The bankruptcy trustee’s question was straightforward (if inartful) yet the business owner nearly blew the answer.
The trustee asked: are you the sole owner of your business?
When my client hesitated, she followed up: are you a sole proprietor?
Focusing on the fact that he was the only person with an interest in the business, he said yes.
Wait a minute, was my response. That’s not so.
It took several minutes of sworn testimony at the first meeting of creditors to sort the matter out.
Who owns the corporate business
We were once again experiencing the phenomenon of the shape-shifting business owner. The businessman had, in his mind, morphed into a sole proprietor rather than a stockholder.
The debtor was the sole owner of the corporation that owned and operated the failed business.
He was correct that no one else had an interest. He skipped over the part that it was another legal entity, his corporation, that actually owned the assets and owed the debts of the business.

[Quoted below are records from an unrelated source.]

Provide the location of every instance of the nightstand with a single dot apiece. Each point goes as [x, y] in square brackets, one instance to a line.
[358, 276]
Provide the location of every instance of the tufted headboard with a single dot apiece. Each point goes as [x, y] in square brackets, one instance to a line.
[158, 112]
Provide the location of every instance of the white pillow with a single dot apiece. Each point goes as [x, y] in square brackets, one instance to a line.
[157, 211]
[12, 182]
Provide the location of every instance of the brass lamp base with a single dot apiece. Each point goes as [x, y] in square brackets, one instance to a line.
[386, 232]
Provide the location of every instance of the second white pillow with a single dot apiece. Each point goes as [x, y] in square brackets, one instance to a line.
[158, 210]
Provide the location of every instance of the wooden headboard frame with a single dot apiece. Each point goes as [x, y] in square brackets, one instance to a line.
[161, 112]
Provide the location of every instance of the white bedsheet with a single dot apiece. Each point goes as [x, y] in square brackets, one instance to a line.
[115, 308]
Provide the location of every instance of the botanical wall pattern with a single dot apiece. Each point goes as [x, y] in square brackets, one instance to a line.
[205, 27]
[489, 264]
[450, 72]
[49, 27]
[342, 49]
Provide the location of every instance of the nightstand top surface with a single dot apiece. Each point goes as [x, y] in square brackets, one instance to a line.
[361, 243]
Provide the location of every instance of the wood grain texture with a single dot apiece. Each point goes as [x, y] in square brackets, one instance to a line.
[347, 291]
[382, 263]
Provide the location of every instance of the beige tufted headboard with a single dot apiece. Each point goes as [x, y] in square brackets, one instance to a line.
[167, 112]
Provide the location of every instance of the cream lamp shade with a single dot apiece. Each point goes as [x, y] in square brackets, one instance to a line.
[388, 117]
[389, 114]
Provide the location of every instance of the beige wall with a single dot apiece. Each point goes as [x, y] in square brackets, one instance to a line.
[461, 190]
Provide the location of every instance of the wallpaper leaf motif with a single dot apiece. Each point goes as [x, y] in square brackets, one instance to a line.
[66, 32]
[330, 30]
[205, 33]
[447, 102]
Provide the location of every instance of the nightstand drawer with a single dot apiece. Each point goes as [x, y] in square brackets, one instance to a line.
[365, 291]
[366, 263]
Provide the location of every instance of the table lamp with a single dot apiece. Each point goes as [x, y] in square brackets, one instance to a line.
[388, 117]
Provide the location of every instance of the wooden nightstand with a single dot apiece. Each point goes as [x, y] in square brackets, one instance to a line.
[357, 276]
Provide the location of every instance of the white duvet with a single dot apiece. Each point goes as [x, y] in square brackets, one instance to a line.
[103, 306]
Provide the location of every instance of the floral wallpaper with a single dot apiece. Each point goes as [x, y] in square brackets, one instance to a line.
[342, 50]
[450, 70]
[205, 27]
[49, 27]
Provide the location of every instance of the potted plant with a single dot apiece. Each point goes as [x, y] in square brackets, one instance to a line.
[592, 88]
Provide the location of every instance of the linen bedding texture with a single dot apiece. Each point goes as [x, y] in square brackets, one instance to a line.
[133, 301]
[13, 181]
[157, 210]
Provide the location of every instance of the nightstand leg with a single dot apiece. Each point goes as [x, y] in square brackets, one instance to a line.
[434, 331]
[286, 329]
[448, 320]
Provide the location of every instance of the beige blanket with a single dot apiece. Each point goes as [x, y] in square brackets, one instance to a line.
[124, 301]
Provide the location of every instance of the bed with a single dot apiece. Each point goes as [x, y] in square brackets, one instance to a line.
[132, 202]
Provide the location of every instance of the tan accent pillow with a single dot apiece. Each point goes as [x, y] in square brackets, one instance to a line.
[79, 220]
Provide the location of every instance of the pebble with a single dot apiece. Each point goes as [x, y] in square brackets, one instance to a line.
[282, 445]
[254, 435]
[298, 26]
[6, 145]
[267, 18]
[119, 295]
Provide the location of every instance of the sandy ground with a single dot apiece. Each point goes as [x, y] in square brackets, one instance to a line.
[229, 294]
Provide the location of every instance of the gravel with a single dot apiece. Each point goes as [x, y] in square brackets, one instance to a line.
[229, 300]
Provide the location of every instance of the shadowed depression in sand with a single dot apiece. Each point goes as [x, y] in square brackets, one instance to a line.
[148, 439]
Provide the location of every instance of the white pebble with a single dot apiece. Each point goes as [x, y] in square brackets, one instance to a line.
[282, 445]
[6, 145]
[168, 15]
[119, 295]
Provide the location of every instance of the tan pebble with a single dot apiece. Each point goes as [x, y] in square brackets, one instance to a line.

He owned the corporation that owned the business.
Why it matters
A sole proprietor owns a business as a personal asset. In law, he owns the assets of the business and is liable for its debts.
A sole proprietorship has no legal existence separate from the owner. The proprietorship may adopt a fictitious business name, but behind that dba is the individual who owns and operates the business.
So, if my client were a sole proprietor, the inventory of the business would have been an asset of the bankruptcy estate created when he filed bankruptcy. The business bank accounts would fall to the control of the trustee.
When a corporation is created, it becomes a legal entity distinct from the individuals who own the shares in the corporation. The corporation can have its own debts and its own funds that don’t belong directly to the shareholders.
That’s why business people incorporate: to create a legal “person” that can take risks without exposing the shareholder’s other assets to that risk.
When my client filed his Chapter 7 case, his stock in the corporation was an asset of the bankruptcy estate, but not the business itself. The business was owned and operated by the corporation.
Since the corporation had tons of debts, the stock that the bankruptcy trustee could administer had no net value. That’s because, equity holders get money when a corporation liquidates only after creditors of the corporation have been paid off.
The first meeting of creditors in a bankruptcy case is the trustee’s opportunity to gather more information about what the debtor owns and owes.
Once you focus on what the trustee needs to get from the meeting, it’s easier to answer correctly and avoid the confusion that happened in my case.
When confusion ensues, it’s important to sort it out on the spot.
And that’s how I earned my keep in this case.